In the new series, the evil forces that need equalizing aren’t so much individual ne’er-do-wells but huge corporations and systemic forces that place more value on some lives than others. The miraculous thing is that the pilot manages to be both fantastically unlikely and weirdly believable. During its punchy, bangy 45 minutes, it didn’t seem totally crazy that a tech gazillionaire would personally plot to sabotage the life of a hard-working teenager who has been left alone in the big city after her mother was deported. That’s just how evil those guys are, right?

It’s tough for a charismatic figure like Queen Latifah to inhabit a chilly character like Robyn, whose aim is to go unnoticed at best, underestimated at least, by authorities and bad guys alike. She compromises by allowing momentary joy to sneak through after particularly satisfying ass-kickings. She also appears to have negotiated a reasonable allowance of verbal putdowns—getting to call her former CIA handler William Bishop (Chris Noth) a “bitch” and to comment on his “skinny ass.” When Denzel Washington played a Boston-based version of Robert McCall in 2014 and 2018 movies, he emphasized the character’s discipline and seemed to be expending as much effort on tamping down his personal magnetism as he was on hiding his fighting skills.

McCall’s superficial blandness is compensated for by some especially colorful supporting characters. Her main helpers are a couple she fought with in Afghanistan: Mel Bayani (Liza Lapira), who now runs a bar that’s supposed to read as super edgy, and Mel’s spectacularly tattooed husband Harry Kashegian (Adam Goldberg), a white-hat hacker whose death Robyn helped to fake. Given the football-field-sized monitor and the massive array of computing power he has at his disposal, dead men must run up huge electric bills.

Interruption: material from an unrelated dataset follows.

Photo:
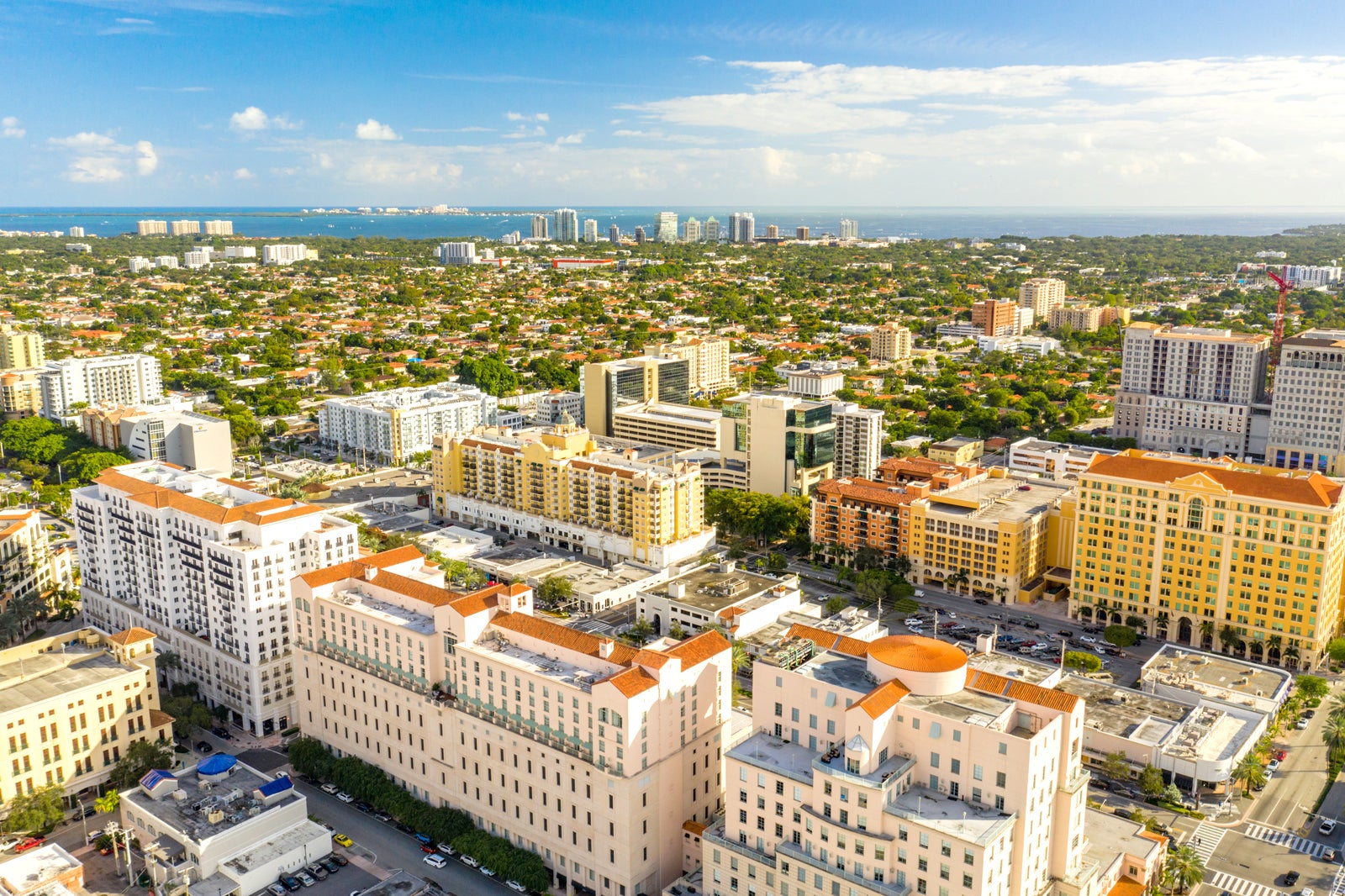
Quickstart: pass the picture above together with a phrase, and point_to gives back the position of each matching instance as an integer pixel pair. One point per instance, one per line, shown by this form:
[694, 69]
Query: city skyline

The almost magical properties of the technology most of us carry around in our pockets, along with the sense that everything is hackable, have been a boon to the writers of procedural dramas. A crucial location or a private conversation can be revealed with the exposition-avoiding click of a keyboard. (The 1980s version of McCall spent an awful lot of time dropping dimes into pay phones.) The Equalizer uses this technological time-saving to make room for social commentary, including what is probably the first Black parent-child conversation about racism and almost definitely the first Black Lives Matter placard to appear on a CBS drama. It’s especially potent that it’s airing right after an event staged by the NFL, which has drummed players out of the league for protesting racial injustice but is now featuring a young Black poet as part of its halftime show.

Eventually, Robyn, like the other McCalls before her, decides to make her justice-seeking services available to all who need them. In the 1980s, Robert made that offer in a newspaper classified ad, and in 2021 Robyn posts an anonymous comment on an online forum. But the language remains the same: “GOT A PROBLEM? ODDS AGAINST YOU?” If so, call the Equalizer. In this age of inequality, there will surely be no shortage of Davids asking for help battling their own personal Goliaths—or for that matter, Amazons.

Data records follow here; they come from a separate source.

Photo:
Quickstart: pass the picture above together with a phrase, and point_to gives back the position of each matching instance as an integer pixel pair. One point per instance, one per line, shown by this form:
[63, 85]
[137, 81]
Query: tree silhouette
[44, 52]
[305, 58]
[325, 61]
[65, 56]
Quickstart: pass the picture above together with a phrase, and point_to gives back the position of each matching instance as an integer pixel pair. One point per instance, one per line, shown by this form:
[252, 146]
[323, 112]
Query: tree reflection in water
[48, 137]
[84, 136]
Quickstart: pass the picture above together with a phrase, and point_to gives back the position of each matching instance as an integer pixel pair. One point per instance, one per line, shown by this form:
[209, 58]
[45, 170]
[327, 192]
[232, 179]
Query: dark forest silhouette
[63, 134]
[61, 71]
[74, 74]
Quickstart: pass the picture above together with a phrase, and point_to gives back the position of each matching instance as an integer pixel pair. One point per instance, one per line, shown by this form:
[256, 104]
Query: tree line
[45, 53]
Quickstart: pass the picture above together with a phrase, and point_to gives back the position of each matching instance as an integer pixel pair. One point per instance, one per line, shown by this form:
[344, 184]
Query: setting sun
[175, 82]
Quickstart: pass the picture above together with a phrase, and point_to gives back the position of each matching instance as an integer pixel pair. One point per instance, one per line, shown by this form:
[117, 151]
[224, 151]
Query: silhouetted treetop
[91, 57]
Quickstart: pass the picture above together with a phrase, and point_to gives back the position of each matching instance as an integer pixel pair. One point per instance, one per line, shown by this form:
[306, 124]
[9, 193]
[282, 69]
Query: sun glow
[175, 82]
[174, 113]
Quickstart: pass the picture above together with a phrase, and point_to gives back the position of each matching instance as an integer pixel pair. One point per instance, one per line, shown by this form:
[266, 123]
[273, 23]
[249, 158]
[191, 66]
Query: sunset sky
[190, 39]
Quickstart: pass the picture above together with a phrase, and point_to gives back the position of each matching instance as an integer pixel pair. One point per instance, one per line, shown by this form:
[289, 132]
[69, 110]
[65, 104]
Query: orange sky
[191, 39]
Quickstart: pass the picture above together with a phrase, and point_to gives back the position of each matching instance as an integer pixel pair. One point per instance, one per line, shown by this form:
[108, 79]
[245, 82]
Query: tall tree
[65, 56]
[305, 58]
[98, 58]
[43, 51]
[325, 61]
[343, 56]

The Equalizer is one of the first CBS procedurals to premiere since last summer’s Black Lives Matter protests. Back then, some critics dinged CBS, which has long dominated the ratings with cop-worshipping dramas, for the network’s tepid response to the racial reckoning. This show, which features a Black Robn Hood at its center, and a Black male cop whose commitment to justice has him chafing against the system he’s part of, was greenlighted before George Floyd was killed, but its timing couldn’t be better.